Cox, the spokesperson for the state’s health and senior services department, said about 71% of Missouri’s funding for the agencies for fiscal year 2026, or $30.1 million, comes from the federal government.
The agencies have begun to benefit from a state tax on insurance premiums passed by Missouri lawmakers in 2019 to help fund home and community-based services. But that new funding stream was intended to supplement existing funding sources, not replace federal contributions.
Shotwell said that during the shutdown, her agency could only keep offering lunches at its six senior centers thanks to private donations and loans from several city governments.
“I couldn’t keep assuming expenses if I had no idea when we were going to be reimbursed,” Shotwell said.
Shotwell said the agency, which serves Barton, Jasper, Newton and McDonald counties, has had to place about 40 people on a wait list for home-delivered meals.
Crawford’s agency, which serves 18 northwestern counties, furloughed half of its staff and halved its in-home services. The agency cut its program to help clients navigate Medicaid eligibility recertifications and paused transportation services.
Peetz said some furloughed staff quit.
“They’re not going to wait around a month or two months to see if they’ll have a job,” Peetz said.

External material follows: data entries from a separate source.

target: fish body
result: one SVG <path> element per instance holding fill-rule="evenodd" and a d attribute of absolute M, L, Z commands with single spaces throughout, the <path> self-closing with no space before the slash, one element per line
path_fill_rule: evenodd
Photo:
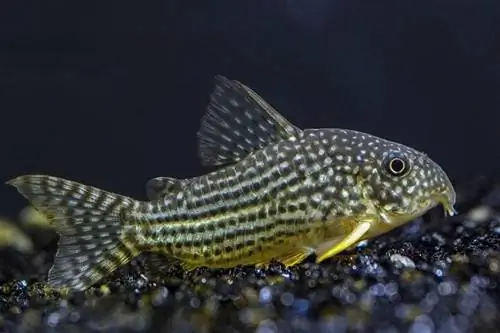
<path fill-rule="evenodd" d="M 322 262 L 438 204 L 455 213 L 451 181 L 427 155 L 353 130 L 301 130 L 222 76 L 198 135 L 202 163 L 217 169 L 151 179 L 149 201 L 47 175 L 9 181 L 60 236 L 49 284 L 85 289 L 142 252 L 188 270 Z"/>
<path fill-rule="evenodd" d="M 332 236 L 348 234 L 354 227 L 350 216 L 375 213 L 359 188 L 343 190 L 354 185 L 353 177 L 332 183 L 340 173 L 330 159 L 318 159 L 327 154 L 318 145 L 327 133 L 279 141 L 192 179 L 182 191 L 132 213 L 132 233 L 140 235 L 142 246 L 157 247 L 192 267 L 265 264 L 297 252 L 311 254 Z"/>

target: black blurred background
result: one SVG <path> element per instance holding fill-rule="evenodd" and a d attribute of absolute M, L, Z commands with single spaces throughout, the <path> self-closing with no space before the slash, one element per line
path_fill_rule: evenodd
<path fill-rule="evenodd" d="M 0 182 L 48 173 L 145 199 L 202 169 L 213 77 L 302 128 L 427 152 L 458 181 L 500 174 L 500 1 L 5 1 Z M 0 186 L 0 214 L 27 202 Z"/>

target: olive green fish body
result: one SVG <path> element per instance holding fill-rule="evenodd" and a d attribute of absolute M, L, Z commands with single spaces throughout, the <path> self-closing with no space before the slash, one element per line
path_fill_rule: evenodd
<path fill-rule="evenodd" d="M 149 201 L 47 175 L 10 180 L 59 234 L 49 284 L 86 289 L 142 252 L 186 269 L 321 262 L 437 204 L 454 214 L 453 186 L 425 154 L 299 129 L 238 81 L 216 77 L 198 137 L 216 170 L 150 179 Z"/>
<path fill-rule="evenodd" d="M 340 220 L 366 207 L 354 178 L 334 170 L 321 133 L 273 144 L 145 203 L 132 232 L 146 248 L 214 267 L 269 262 L 344 234 Z"/>

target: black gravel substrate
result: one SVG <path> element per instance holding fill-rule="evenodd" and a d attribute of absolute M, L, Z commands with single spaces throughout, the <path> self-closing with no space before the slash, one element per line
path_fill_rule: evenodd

Between staff losses and services that were cut, Peetz said the shutdown did “permanent damage” to agencies “and most of all to the clients.”
Stoever said her agency, one of two in Missouri that are part of a local government, was able to sustain its services throughout the shutdown partly through support from the city of St. Louis. Most agencies in the state are nonprofits.

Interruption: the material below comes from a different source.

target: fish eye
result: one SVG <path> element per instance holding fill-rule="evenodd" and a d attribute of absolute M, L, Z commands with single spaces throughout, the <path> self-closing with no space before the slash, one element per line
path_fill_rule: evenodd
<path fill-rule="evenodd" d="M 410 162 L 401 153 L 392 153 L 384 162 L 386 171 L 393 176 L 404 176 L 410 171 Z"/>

The agency collaborated with the antipoverty and disaster relief organization Convoy of Hope to distribute 965 cases of food across 10 senior center food pantries to meet heightened demand due to the pause of monthly food benefits through the federal Supplemental Nutrition Assistance Program, or SNAP, Stoever said.
About 22% of Missouri’s 1.1 million residents 65 or older receive SNAP benefits, according to the state’s Department of Health and Senior Services.
As a result of the delays in federal benefits, Stoever said, the agency delivered 3,325 emergency meal boxes in November.
Lasting effects
Agency leaders said they are adjusting their financial planning in anticipation of more frequent funding delays.
Stoever said that due to funding uncertainty, she’s had to tell contractors and community partners that while she doesn’t anticipate cutting their funding in the coming fiscal year, she can’t increase it either.
Shotwell said her agency is trying to increase its cash reserves, aiming to have six months in the bank rather than three.
“Previous to this shutdown,” she said, “if I had more than three months’ worth of my expenses in the bank, I’m doing a horrible job as a nonprofit. My job is to turn dollars into services to help older adults live independently and with dignity.”
But Shotwell said the shutdown — along with inflation and increasing labor costs as Missouri has increased the minimum wage — have demanded a “paradigm shift.”
Shotwell said she is “constantly chasing grant money and fundraising” to accumulate carryover funds.
But that won’t ultimately be enough, she said.
“We can’t keep up the pace we’re at without an investment in the [Older Americans] Act,” Shotwell said.
Morse said it isn’t sustainable for Congress to keep funding area agencies on aging through temporary spending measures, called continuing resolutions.
“We need to stop this continuing resolution business and get a budget so that [the agencies] have some defined numbers and stability,” she said.
Nowlin said that even though reimbursements from the shutdown have come through, Aging Best is still being careful with funds.
They haven’t lifted the hiring freeze yet. And the agency has plans to install a permanent LED sign in front of the new senior center, but it’s had to wait.
“We’re all trying to help out wherever we can, because we’ve got to make sure that we have the funds to take care of the people,” Nowlin. “There’s just been a lot of unknowns.”